We added support for memcached sessions in Deki in the 8.08 release. Deki requires that you have the memcache PECL module installed (with session support enabled).
Once installed, telling Deki to store sessions in memcache is simple. Just add the following to your LocalSettings.php:
$wgMemCachedServers = array('tcp://memcache1:11211', 'tcp://memcache2:11211');
You can also add more advanced options by using a connection string like:
$wgMemCachedServers = array('tcp://memcache1:11211?persistent=1&weight=2&timeout=2&retry_interval=10');
To verify that sessions are being saved, you may want to run memcached with the -vv flag, then remove the -vv flag once you're verified everything is ok. It's very important that you verify that memcached sessions are working. If it's not working you won't see a failure or an error message, but requests will be very slow since PHP is waiting for the memcache server to time out (default 2 seconds). Another way of verifying this is to use a tool like Fiddler2 and checking your X-TTFB (time to first byte) value. If it's greater that 2000 (2 seconds), you should double-check your memcache setup.
Centralized Lucene Service
Since the lucene index is stored on the filesystem, it must be configured to run on a single "master" server. See this page for more info on how to configure the Lucene service
How do I...Configure Lucene in a Clustered Environment?

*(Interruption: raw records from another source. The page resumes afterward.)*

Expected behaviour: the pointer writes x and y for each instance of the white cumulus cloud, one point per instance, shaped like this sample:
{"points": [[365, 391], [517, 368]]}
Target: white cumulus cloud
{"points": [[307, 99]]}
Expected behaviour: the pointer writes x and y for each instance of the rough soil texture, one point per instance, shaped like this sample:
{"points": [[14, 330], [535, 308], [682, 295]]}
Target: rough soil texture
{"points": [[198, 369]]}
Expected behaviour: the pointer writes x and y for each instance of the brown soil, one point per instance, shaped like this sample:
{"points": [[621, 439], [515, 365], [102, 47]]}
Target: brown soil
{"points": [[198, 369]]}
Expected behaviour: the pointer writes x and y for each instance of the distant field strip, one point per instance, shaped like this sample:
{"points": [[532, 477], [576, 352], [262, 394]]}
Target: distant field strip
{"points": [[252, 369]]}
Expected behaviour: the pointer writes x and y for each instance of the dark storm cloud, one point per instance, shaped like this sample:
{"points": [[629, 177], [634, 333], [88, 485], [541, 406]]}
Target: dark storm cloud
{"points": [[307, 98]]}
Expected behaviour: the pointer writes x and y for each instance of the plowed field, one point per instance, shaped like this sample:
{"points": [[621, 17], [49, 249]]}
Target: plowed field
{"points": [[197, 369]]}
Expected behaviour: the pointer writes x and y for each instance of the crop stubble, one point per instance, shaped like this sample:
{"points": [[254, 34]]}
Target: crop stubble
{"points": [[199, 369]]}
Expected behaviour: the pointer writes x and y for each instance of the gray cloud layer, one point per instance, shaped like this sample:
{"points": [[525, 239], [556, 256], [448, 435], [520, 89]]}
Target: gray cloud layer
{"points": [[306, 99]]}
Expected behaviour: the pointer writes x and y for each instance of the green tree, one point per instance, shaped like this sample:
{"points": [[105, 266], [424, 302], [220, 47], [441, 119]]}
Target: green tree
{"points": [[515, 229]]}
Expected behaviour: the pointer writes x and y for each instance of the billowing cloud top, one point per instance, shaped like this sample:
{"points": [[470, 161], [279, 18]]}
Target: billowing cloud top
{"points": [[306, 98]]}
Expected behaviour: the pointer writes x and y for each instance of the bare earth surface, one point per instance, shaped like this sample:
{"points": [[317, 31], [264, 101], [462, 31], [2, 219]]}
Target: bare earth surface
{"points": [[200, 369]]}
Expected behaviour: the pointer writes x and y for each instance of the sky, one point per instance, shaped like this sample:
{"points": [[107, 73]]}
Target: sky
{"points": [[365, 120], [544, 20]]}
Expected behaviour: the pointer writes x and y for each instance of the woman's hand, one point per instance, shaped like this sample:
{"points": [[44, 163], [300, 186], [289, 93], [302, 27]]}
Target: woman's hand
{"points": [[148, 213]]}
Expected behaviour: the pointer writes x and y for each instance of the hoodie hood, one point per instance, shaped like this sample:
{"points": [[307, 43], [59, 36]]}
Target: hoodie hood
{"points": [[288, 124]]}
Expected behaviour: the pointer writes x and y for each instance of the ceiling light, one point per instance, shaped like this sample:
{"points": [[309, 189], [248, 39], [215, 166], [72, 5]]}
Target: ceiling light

We also store the Lucene index on an EBS filesystem. We can easily rebuild the index, but it's a very expensive and time consuming operation. Taking a daily snapshot of our EBS volume saves us a lot of rebuilding time in case the server crashes. The backup and restore process is fully scripted so if the server crashes, we simply launch a new server in it's place. The latest snapshot is then used to create a new EBS volume.
Extension Services
One of the great features of MindTouch Deki is the ability to embed content into your wiki pages using extensions. Because these extensions are simple REST services, they can be run anywhere in the cloud. In a standard Deki installation, these services would run locally. However, in a multi-tenant configuration where the same services are used on all sites, it's more efficient and maintainable to run the services as remote services.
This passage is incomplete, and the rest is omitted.